Least squares estimation

A simple approach to estimate thermal performance curves (TPCs) is to perform nonlinear least squares estimation. This finds the curve that minimizes the squared difference between the TPC and the data points.

In this example, we will fit the flexTPC model to data of the radial growth rates of the fungus Metarhizium anisopliae. This data is originally from Ouedraogo et al 1997 and was digitized by Kontopoulos et al 2024.

Let’s start by reading in the data and plotting it.

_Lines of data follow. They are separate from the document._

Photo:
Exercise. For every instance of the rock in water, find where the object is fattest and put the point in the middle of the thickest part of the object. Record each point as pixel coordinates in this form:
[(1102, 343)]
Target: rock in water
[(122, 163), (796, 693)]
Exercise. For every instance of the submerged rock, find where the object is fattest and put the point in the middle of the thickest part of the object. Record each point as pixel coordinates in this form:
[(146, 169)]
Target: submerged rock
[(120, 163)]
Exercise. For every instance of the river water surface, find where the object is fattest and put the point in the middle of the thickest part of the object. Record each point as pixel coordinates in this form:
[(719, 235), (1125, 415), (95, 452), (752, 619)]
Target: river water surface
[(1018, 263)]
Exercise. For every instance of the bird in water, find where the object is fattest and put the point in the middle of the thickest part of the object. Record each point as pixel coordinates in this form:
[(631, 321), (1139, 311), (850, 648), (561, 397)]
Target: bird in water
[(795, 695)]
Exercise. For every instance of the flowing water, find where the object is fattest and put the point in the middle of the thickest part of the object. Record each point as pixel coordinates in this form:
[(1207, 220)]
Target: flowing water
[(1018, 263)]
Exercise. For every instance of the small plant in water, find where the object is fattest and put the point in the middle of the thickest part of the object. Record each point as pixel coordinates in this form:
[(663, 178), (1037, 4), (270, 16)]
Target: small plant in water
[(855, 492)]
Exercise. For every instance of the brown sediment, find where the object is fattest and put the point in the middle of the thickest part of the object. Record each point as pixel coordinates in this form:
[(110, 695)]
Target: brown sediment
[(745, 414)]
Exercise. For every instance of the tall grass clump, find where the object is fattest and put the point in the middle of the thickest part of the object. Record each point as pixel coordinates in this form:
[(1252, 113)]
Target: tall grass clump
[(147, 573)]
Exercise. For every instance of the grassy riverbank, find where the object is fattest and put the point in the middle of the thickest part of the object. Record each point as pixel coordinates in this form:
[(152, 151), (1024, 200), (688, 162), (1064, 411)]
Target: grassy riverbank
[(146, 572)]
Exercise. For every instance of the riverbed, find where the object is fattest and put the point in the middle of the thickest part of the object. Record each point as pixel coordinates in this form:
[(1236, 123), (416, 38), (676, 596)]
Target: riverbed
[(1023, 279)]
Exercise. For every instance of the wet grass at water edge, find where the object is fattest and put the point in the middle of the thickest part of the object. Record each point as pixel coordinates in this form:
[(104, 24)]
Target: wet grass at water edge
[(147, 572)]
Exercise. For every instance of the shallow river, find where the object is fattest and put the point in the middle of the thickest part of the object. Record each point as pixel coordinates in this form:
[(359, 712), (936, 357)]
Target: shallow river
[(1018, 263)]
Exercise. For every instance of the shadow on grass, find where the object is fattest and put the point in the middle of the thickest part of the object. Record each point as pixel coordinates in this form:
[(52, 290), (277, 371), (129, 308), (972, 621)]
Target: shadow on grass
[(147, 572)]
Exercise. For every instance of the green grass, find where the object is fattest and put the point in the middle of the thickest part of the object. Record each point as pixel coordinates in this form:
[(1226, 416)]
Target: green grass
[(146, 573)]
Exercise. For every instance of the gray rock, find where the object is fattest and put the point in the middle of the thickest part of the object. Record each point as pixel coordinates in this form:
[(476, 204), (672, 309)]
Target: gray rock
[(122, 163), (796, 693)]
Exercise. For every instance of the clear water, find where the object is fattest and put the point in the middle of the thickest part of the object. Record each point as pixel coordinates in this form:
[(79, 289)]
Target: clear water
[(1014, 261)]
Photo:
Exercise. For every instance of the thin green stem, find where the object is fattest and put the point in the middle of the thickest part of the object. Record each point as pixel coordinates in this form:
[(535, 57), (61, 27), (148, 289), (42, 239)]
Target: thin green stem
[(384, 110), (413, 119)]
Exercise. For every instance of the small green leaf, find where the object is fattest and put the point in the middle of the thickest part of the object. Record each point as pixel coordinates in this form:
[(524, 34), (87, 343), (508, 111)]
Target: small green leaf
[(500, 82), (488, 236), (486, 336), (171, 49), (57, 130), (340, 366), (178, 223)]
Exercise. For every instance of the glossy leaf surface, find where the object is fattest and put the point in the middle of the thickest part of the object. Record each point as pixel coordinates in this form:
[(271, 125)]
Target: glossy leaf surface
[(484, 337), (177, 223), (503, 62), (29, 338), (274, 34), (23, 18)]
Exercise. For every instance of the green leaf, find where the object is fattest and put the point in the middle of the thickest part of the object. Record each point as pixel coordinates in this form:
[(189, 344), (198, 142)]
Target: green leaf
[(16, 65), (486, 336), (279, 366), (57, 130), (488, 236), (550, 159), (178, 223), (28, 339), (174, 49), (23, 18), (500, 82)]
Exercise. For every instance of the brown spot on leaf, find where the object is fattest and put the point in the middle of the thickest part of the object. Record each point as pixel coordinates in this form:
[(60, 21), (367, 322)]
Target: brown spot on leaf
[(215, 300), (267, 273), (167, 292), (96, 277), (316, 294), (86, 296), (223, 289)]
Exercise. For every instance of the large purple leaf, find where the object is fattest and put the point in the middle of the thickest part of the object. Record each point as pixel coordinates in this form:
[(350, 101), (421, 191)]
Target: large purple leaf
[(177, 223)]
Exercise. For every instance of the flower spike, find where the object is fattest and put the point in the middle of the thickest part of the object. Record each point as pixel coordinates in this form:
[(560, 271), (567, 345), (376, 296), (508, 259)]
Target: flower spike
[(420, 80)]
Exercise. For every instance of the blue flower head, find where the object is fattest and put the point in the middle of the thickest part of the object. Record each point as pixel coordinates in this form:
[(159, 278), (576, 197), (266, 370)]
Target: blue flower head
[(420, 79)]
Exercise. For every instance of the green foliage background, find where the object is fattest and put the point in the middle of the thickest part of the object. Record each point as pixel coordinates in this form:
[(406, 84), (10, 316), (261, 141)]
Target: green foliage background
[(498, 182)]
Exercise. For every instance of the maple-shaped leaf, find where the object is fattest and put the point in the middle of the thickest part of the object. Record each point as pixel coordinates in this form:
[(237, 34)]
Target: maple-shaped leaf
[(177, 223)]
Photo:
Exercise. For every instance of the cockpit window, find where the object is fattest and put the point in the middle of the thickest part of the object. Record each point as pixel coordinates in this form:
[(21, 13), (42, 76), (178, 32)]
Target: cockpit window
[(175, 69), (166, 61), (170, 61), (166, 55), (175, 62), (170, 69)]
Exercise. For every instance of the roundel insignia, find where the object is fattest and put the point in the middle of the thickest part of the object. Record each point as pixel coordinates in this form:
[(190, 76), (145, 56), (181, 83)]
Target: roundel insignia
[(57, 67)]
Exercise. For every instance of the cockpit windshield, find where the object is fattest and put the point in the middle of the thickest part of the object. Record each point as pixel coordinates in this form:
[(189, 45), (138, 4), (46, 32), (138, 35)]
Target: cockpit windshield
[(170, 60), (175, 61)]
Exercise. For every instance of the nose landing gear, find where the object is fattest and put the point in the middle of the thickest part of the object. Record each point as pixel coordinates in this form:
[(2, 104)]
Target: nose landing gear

data <- read.csv('TPC_data_examples.csv') # From Kontopoulos et al.
data <- subset(data, data$id == 39697) # Subset Ouedraogo et al dataset.

plot(data$temperature, data$trait_value, xlim=c(0, 40),
     xlab='Temperature [°C]', ylab='radial growth rate [m / s]',
     pch=20, col='steelblue')

In order to fit flexTPC to this data, we will need to code the model equation and an error function that calculates the squared difference between a curve and the data points.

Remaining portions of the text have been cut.